72.05 Higher Rates of Bariatric Surgery Associated with Food Deserts

A. Lewis2, J. Tseng1, M. Burch1, A. Milam1, N. Khanna3, R. F. Alban1  1Cedars-Sinai Medical Center, Surgery, Los Angeles, CA, USA 2Western University of Health Sciences, College Of Osteopathic Medicine Of The Pacific, Pomona, CA, USA 3California Northstate University, College Of Medicine, Elk Grove, CA, USA

Introduction:

Existing literature has consistently found that lower income areas tend to have higher obesity rates given the low access to fresh produce and high number of fast food restaurants (“food deserts”). As defined by the United States Department of Agriculture (USDA), a food desert is a US census tract with a poverty rate of 20% or greater (low income), where 33% of the population live more than a mile away (low access) from a supermarket or grocery store and ultimately healthy food.

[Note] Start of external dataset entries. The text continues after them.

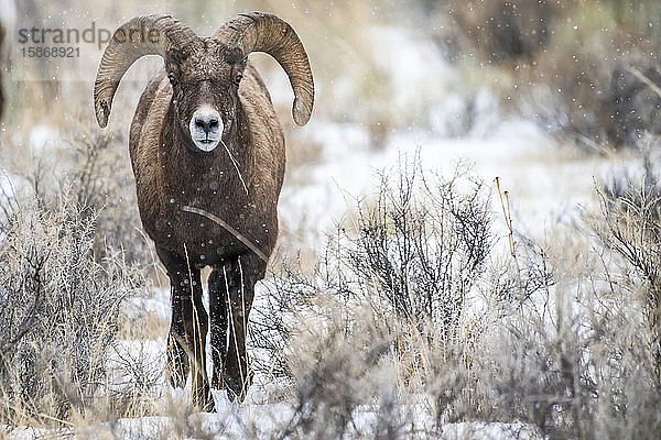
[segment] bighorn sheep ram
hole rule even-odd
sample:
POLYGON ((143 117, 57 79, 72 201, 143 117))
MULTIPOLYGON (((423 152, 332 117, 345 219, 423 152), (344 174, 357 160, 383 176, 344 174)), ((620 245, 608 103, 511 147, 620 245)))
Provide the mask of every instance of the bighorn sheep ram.
POLYGON ((280 63, 294 91, 294 121, 307 123, 314 101, 307 55, 292 28, 266 13, 240 14, 210 37, 170 15, 133 18, 108 43, 94 87, 105 128, 127 69, 144 55, 164 59, 138 103, 129 151, 142 224, 171 284, 170 382, 183 386, 191 370, 193 405, 204 410, 214 409, 210 387, 241 399, 250 384, 246 323, 278 235, 284 136, 251 52, 280 63), (204 266, 212 267, 208 315, 204 266))

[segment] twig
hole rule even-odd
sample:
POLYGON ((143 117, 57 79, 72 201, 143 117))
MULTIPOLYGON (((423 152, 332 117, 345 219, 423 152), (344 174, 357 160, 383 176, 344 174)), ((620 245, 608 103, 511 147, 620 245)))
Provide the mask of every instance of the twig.
POLYGON ((264 263, 269 263, 269 257, 267 256, 267 254, 264 254, 262 251, 260 251, 259 248, 257 248, 254 244, 252 244, 250 242, 250 240, 248 240, 239 231, 237 231, 236 229, 234 229, 225 220, 220 219, 217 216, 214 216, 210 212, 205 211, 204 209, 199 209, 199 208, 193 208, 193 207, 189 207, 189 206, 185 206, 185 207, 182 207, 182 210, 186 211, 186 212, 193 212, 193 213, 196 213, 196 215, 202 216, 202 217, 206 217, 207 219, 212 220, 213 222, 220 224, 223 228, 225 228, 227 230, 227 232, 231 233, 234 237, 236 237, 237 239, 239 239, 239 241, 241 243, 243 243, 252 252, 254 252, 257 254, 257 256, 259 256, 261 260, 263 260, 264 263))

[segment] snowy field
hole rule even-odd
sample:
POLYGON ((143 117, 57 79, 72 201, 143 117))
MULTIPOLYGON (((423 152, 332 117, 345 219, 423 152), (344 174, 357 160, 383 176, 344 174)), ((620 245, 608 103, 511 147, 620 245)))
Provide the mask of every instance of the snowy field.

We will use the emerging findings surrounding food deserts to expound on what seems to be missing from the literature: the relationship between food deserts, bariatric surgery/obesity-related procedures, and thus, medical costs.

Methods:

The 2018 California Inpatient Database was queried for all inpatient admissions of patients ≥ 18 years old. Food deserts were identified using the USDA Food Access Research Atlas, and matched to patients via home address zip codes. Data on BMI and obesity-related procedures were obtained through ICD-10-CM and ICD-10-PCS codes. Patients living in food deserts (FD) were compared to those living in non-food deserts (non-FD). Patients with BMI≥30 (obese) were compared to those with BMI <30, and multivariable regression was used to identify predictors of obesity. In patients with BMI≥40 (morbidly obese), patients who received bariatric surgery were compared to those who did not, and multivariable regression was used to identify predictors of bariatric surgery.

Results:
A total of 3,696,877 admissions were identified, of which 321,732 (8.7%) lived in food deserts. When comparing FD to non-FD patients, FD were more likely to: be Hispanic (40.1% vs 31.5%, p<.01), live in low-income neighborhoods (lowest quartile, 69.5% vs 25.9%, p<.01), be insured with Medicaid (41.9% vs 29.6%, p<.01), have higher rates of obesity (14.2% vs 12.7%, p<.01) and less likely to be Asian (3.5% vs 10.8%, p<.01). When comparing patients with obesity to those without, patients with obesity were more likely to be female (61.5% vs 54.7% p<.01) and live in food deserts (9.7% vs 8.6%, p<.01). On multivariable regression, factors associated with higher odds of obesity include older age (OR 1.02, 95% CI 1.02-1.02), female sex (OR 1.34, 95% CI 1.33-1.35), non-White race (Black, OR 1.35, 95%CI 1.34-1.37; Hispanic, OR 1.15, 95%CI 1.14-1.16; Native American, OR 1.56, 95%CI 1.49-1.64), and food deserts (OR 1.14, 95%CI 1.12-1.15). Factors associated with higher odds of bariatric surgery include female sex (OR 1.63, 95%CI 1.55-1.71), private insurance (OR 5.05, 95%CI 4.67-5.45), self-pay (OR 1.74, 95%CI 1.39-2.17), and food deserts (OR 1.13, 95%CI 1.05-1.23).

Conclusion:

Food deserts are associated with higher rates of obesity and bariatric surgery, as well as multiple socioeconomic factors such as lower median household income, Medicaid insurance, and racial barriers affecting Hispanic, Black, and Native American races/ethnicities.